ARC Review: Inhuman by Kat Falls

Title: Inhuman
Author: Kat Falls
Pages: 384
Genre: YA, science fiction, post apocalyptic
Series? Yes, #1 in the Fetch series
Publisher: Scholastic (September 24, 2013)
Rating: 3.5/6 – I liked it!

Synopsis from NetGalley: Beauty versus beasts.

In the wake of a devastating biological disaster, the United States east of the Mississippi River has been abandoned. Now called the Feral Zone, a reference to the virus that turned millions of people into bloodthirsty savages, the entire area is off-limits. The punishment for violating the border is death.

Lane McEvoy can’t imagine why anyone would risk it. She’s grown up in the shadow of the great wall separating east from west, and she’s naturally curious about what’s on the other side – but she’s not that curious. Life in the west is safe, comfortable . . . sterile. Which is just how she likes it.

But Lane gets the shock of her life when she learns that someone close to her has crossed into the Feral Zone. And she has little choice but to follow. Lane travels east, risking life and limb and her very DNA, completely unprepared for what she finds in the ruins of civilization . . . and afraid to learn whether her humanity will prove her greatest strength or a fatal weakness.

My Initial Thoughts/Rambling: This is another YA post-apocalyptic sci-fi with hints of dystopia, and while it wasn’t one of my favorites in the genre, it still holds its own and was an enjoyable read. Possible Spoilers Ahead.

Disclaimer: I received a free copy of Inhuman from NetGalley in exchange for an honest review.

What did I think about the characters? Lane, to me, was a bit weak at the beginning of the story, with her compulsion to sanitize her hands every few seconds, but once she finds that her father is at risk of execution, her development really started and she turned into a character that I was rooting for. There’s still parts of her that aren’t strong or outstanding, but that contributed to her believability and realism. She wasn’t the savior of the day, but she had the courage to try, and that’s why I warmed up to her pretty quickly after the first few chapters.

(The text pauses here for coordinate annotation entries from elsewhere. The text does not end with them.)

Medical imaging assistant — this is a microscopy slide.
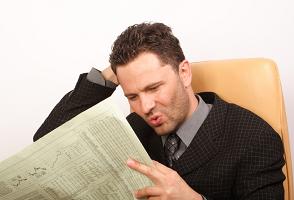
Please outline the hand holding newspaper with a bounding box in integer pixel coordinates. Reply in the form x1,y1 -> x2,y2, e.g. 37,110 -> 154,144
0,99 -> 152,200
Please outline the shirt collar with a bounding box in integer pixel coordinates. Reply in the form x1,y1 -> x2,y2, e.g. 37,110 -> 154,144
161,95 -> 212,147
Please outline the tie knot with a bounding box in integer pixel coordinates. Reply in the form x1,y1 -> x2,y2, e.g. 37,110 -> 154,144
164,133 -> 180,167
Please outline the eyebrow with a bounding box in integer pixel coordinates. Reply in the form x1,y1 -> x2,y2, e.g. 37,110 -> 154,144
124,81 -> 163,97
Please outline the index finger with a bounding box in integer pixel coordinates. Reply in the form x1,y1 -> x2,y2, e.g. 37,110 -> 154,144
127,159 -> 163,183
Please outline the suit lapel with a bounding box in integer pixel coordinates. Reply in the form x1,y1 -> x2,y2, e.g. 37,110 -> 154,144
173,93 -> 227,176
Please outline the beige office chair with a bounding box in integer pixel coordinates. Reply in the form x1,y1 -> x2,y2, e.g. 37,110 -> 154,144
192,58 -> 294,200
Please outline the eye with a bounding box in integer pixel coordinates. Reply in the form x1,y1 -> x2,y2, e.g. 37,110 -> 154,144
149,85 -> 159,91
128,96 -> 137,101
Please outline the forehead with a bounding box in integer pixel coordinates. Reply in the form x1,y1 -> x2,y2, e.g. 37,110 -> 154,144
117,53 -> 174,92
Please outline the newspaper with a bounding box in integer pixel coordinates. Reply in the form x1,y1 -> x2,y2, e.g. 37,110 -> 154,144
0,99 -> 152,200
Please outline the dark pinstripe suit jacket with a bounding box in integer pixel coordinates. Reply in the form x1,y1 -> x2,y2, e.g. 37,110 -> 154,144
34,74 -> 284,199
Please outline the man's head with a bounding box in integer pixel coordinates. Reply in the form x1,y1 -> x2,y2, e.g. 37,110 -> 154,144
109,23 -> 185,74
110,23 -> 197,135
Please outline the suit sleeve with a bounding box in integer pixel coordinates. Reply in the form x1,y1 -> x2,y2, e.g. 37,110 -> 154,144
233,124 -> 285,200
33,74 -> 115,141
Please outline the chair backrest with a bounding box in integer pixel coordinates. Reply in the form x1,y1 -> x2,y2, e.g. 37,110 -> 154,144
191,58 -> 294,200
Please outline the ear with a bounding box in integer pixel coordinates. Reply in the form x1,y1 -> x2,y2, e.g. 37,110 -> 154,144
179,60 -> 192,87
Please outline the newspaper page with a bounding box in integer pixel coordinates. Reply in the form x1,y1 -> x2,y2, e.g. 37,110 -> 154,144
0,99 -> 152,200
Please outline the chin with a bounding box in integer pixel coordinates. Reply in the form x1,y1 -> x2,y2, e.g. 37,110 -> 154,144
154,127 -> 172,136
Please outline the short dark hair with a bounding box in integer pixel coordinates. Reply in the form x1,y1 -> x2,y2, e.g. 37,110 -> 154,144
109,23 -> 185,74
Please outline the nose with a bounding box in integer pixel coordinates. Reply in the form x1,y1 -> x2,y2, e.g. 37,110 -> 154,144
141,95 -> 155,115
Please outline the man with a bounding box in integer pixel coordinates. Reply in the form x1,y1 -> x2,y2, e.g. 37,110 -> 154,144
34,23 -> 284,200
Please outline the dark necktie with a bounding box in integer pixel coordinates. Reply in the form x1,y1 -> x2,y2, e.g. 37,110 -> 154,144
164,133 -> 180,167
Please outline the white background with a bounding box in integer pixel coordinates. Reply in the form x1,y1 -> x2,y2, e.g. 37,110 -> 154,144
0,0 -> 294,170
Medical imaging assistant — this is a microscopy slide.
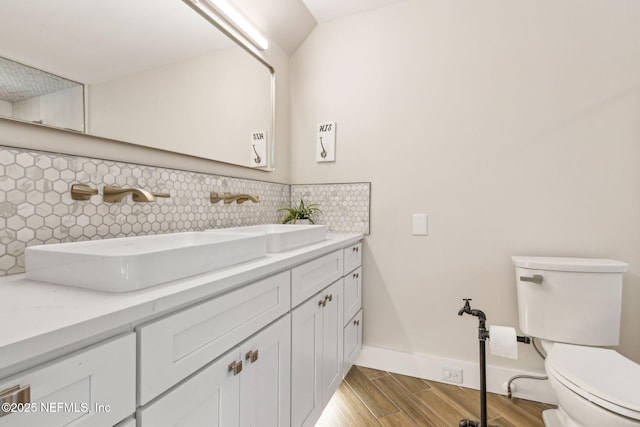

Everson and Rafe, the two male leads/love interests (yes it’s a triangle – I’ll get to that in a minute), balanced out the trio with their polar personalities. Personally, I’m a Rafe girl. I felt like he was a lot more developed, and once he let down that cold, snarky front he had a lot to offer. Maybe it’s because I’m a sucker for those kinds of characters, male or female, but Everson really paled in comparison to Rafe. Everson seemed to be a bit less developed, and his back-story was a bit cliche for me. It was pretty easy to guess it, but it does further the plot so I let it slide.

And the concept and plot? Concept: It was definitely unique, as far as this genre goes, so I have to give Falls points for that. The dystopia isn’t full blown tyranny yet, but more along the lines of a society protecting its citizens (which we all know will eventually degrade into tyranny, but that’s not for this book yet). After the release of deadly animal hybrids and a virus that wipes out half the planet, the western half of the US is quarantined and put on lockdown – any hint of germs is met with a 2319 code and a gaggle of those Monster’s Inc. yellow suits. So, while it’s still a dystopia, it’s still pretty unique amongst the oodles of other stories.

Plot: I would have liked to see a bit more exposition, since I felt a bit like I was thrown into the water without knowing how to swim. I eventually found my footing, but it took me about 1/3 of the book to really get into it because I was still trying to understand everything. The middle third was all right, and I coasted along at a “yeah, I kind of sort of like this one” mood. The last third was where it really picked up, and that was when I really got into and had that heart-pounding “oh my god what’s going to happen??” And the ending was a huge cliffhanger – I need to know what happened! My poor baby Rafe… That’s all I’m going to say. I’ll be reading the next book just to find out what happens to him!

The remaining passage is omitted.